The industry was aware that when some American producers lost the protection of a quota agreement last March they were likely to take legal action to protect themselves. Although the US does include the most efficient steel makers in the world - the mini-mill specialists such as Nucor - its traditional integrated plants have suffered from underinvestment in the past 20 years. One industry source estimates they are 40 per cent less competitive than those operated by British Steel or the best French producers.

Eighty US companies duly made allegations against competitors in 19 countries. They claimed either that their rivals were subsidised (so triggering so-called countervailing duties), that they were dumping by selling more cheaply than at home, or both.

Having laid these charges, the US legal juggernaut started rolling. One of the first companies to be targeted was UES, the Sheffield-based joint venture between British Steel and GKN. It was told that a combination of subsidy and dumping meant that it would have to pay a 38 per cent levy on its leaded bar exports.

In November a number of companies were hit by countervailing duties of up to 90 per cent. British Steel had a levy of 19 per cent applied to steel plate. The latest round of duties brings the anti- dumping levies into play. British Steel was hit by a punitive 109 per cent levy, not because that it is the correct duty, but because it told the Commerce Department investigators that they could not examine its books. British Steel will now try to get the ruling thrown out by the International Trade Commission, whose job is to determine whether foreign perfidy has damaged US companies.

European steel makers are puzzled by the arithmetic the Americans have used to come up with the duties and worried about the effect the move will have on an already oversupplied market.

With British Steel at least, the figures do not seem to support the US case.
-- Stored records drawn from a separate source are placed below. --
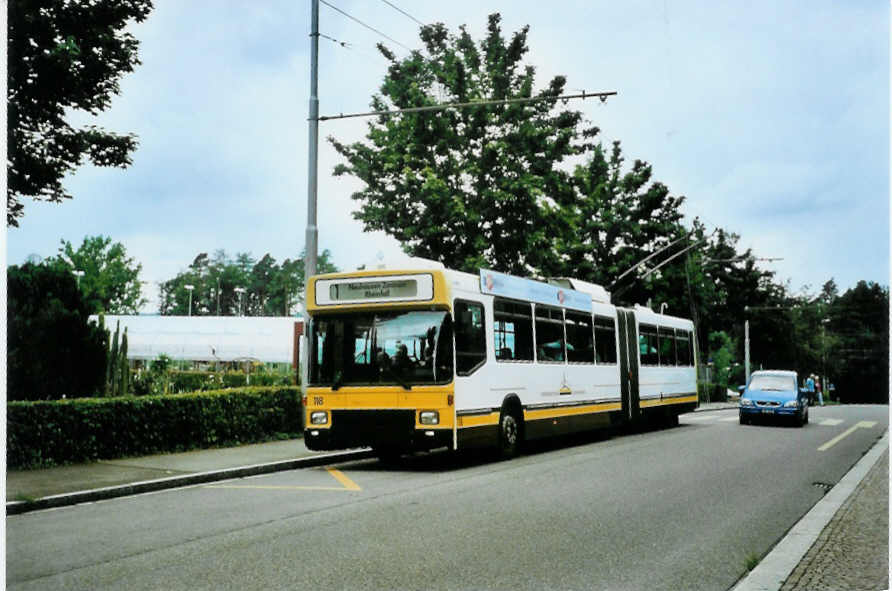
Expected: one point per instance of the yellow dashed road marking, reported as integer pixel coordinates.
(830, 422)
(340, 477)
(348, 485)
(846, 433)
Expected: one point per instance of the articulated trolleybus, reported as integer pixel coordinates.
(426, 357)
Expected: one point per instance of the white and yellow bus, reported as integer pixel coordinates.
(426, 357)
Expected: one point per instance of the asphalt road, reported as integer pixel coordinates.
(681, 508)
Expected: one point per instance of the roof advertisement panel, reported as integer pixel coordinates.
(518, 288)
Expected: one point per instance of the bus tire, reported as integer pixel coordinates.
(387, 454)
(510, 432)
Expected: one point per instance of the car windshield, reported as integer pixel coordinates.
(778, 383)
(385, 348)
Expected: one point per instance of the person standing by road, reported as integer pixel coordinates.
(810, 388)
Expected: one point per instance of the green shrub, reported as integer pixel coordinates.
(194, 381)
(709, 392)
(78, 430)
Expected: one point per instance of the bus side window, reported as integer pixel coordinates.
(667, 346)
(605, 339)
(513, 330)
(470, 337)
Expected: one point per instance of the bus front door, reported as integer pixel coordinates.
(628, 364)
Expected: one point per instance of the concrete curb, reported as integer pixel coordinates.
(776, 567)
(123, 490)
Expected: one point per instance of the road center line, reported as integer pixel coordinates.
(846, 433)
(830, 422)
(348, 485)
(340, 477)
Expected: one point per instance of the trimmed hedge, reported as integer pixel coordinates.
(193, 381)
(710, 392)
(51, 432)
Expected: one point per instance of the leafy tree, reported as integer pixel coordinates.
(859, 358)
(64, 56)
(52, 349)
(110, 283)
(480, 186)
(270, 289)
(721, 348)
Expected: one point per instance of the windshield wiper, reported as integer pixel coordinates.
(399, 379)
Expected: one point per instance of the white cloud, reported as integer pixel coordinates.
(771, 118)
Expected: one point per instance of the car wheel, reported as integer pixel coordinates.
(509, 433)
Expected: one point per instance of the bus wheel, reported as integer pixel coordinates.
(509, 433)
(387, 454)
The company says it has always sold at the market price. In 1991, according to the steel analysts MEPS, this was pounds 205 per ton of steel plate in the UK and dollars 410 in the US. Given that the exchange rate was rather less than dollars 2 to the pound, British Steel was more expensive at home than in the US.
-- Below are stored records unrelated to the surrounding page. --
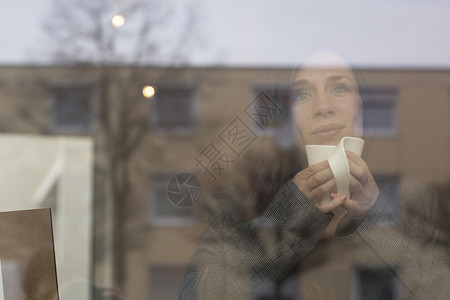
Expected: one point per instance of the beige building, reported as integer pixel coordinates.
(206, 122)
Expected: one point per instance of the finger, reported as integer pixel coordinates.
(361, 173)
(348, 204)
(356, 159)
(333, 204)
(320, 178)
(323, 189)
(355, 185)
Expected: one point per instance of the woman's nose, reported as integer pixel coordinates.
(323, 106)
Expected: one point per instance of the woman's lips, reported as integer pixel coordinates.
(328, 131)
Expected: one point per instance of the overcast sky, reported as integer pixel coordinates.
(407, 33)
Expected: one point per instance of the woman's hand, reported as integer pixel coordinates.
(315, 182)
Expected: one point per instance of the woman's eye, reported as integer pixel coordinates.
(339, 89)
(301, 95)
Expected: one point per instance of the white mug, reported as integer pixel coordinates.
(338, 161)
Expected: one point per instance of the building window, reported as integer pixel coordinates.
(165, 282)
(376, 283)
(379, 110)
(72, 108)
(284, 289)
(389, 213)
(269, 109)
(162, 210)
(173, 109)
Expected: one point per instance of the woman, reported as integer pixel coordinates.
(296, 234)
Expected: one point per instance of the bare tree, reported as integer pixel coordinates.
(81, 33)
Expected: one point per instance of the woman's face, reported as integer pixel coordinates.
(326, 106)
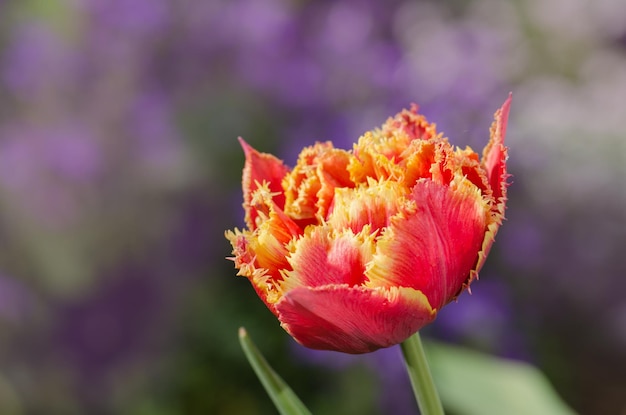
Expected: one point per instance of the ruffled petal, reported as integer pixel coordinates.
(353, 319)
(494, 160)
(261, 168)
(310, 187)
(434, 247)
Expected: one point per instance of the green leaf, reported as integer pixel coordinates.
(472, 383)
(283, 397)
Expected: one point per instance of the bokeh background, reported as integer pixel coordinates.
(120, 171)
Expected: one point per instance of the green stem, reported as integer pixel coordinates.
(421, 379)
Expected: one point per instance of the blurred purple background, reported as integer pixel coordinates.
(120, 170)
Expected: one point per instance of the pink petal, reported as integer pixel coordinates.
(434, 248)
(260, 168)
(325, 257)
(353, 319)
(495, 155)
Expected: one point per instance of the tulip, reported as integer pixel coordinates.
(357, 250)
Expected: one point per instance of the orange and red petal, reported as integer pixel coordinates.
(353, 319)
(434, 247)
(495, 156)
(325, 256)
(261, 168)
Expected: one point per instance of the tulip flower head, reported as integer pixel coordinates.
(357, 250)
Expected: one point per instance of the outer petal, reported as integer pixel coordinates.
(325, 256)
(494, 162)
(434, 248)
(353, 319)
(495, 155)
(260, 168)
But the Americans do their sums differently. They are interested in the 'factory gate' price and so deduct freight costs. According to Edward Good, a director of the British Iron and Steel Producers Association, this 'means that pretty well all imports into the US are dumped'. If European producers were dumping, they would need to be selling at suicidal rates: domestic prices in Britain and the rest of the EC have collapsed since early 1990.

Although some companies, including UES, may continue to sell into the US despite the duties, there is a danger that 2-3 million tons of steel will be dumped back into a European market already drowning in it at rock-bottom price. In the past two years EC steel prices have dropped by 12 to 30 per cent, driven down by recession, overcapacity and the growing inroads made by cheap steel from former East Bloc countries.

The impact has been dramatic. Klockner-Werke, the German producer, has been forced to seek protection from its creditors while Thyssen yesterday threatened to sell off some steel operations if subsidies to rivals are not curbed. Even British Steel, the most efficient producer in Europe, has been pushed into heavy losses.

Steel consultants estimate that EC crude steel production needs to be cut this year by at least 2 million tons in each of the first two quarters to correct the balance between supply and demand and create sustainable market prices. The effect of the US action would largely be to reverse these cuts.